Just slowly paddle up to them, whisper in their ear, "damn that's a good tan", then paddle around them in the smallest circle possible, and then gently massage their shoulders while singing Marvin Gaye's "Let's Get it On". If that doesn't scare the **** out of the tourists then they are way too weird for the water and in that case you should just get the hell out of there.
they are always just sitting there on the best peaks and inside sections on the beach. not one or two but like damn 8 of them. i just wonder why they do it i mean there are a million other waves on the beach they cant tell the difference, i know they have just as much right to the ocean but i mean damn. these are the same people that go in the water and get sucked out in rips.
Just remember you don't owe anybody anything. Go out there on your SUP, sit outside, snag a wave and run 'em all over, make sure you aren't wearing a leash to cause maximum damage. Then head in, smoke a fat jay, drink a case of red bull and bench 8 plates while screwing your girlfriend. Go home, post a thread on SI about how you couldn't believe those people were such idiots for being on your wave so you can get emotional support from other kooks who agree with you. Then you can focus on more important issues like beach replenishment and not getting eaten by a shark. While you are at it, make sure you post a thread asking what the best workout for surfing is because we sure as hell don't have enough of those.

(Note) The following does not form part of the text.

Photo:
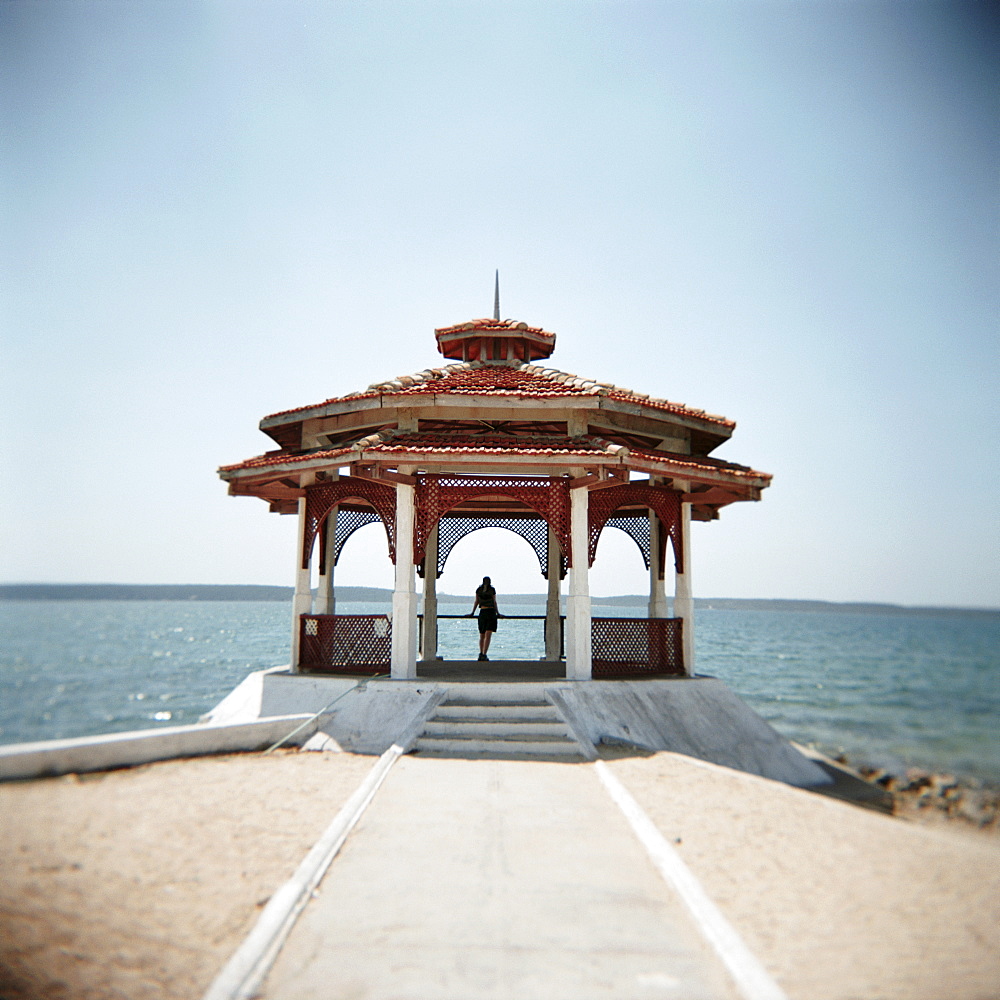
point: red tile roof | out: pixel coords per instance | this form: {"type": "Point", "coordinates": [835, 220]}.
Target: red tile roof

BAAHAHAHAHAAAAAAAAA oh man that **** was hilarious!!! well played !!! KOOK PARADISE !!!
Maybe you should have a knife strapped to you ankle for situations like this- i learned it from a surf movie I once saw-after they drop in and your in the wash- cut thier leash and send thier board to the beach / make them swim in. You don't really even need to say anything...
The knife also comes in handy incase you run into a shark... The shark sees the knife strapped on- they will not mess with you!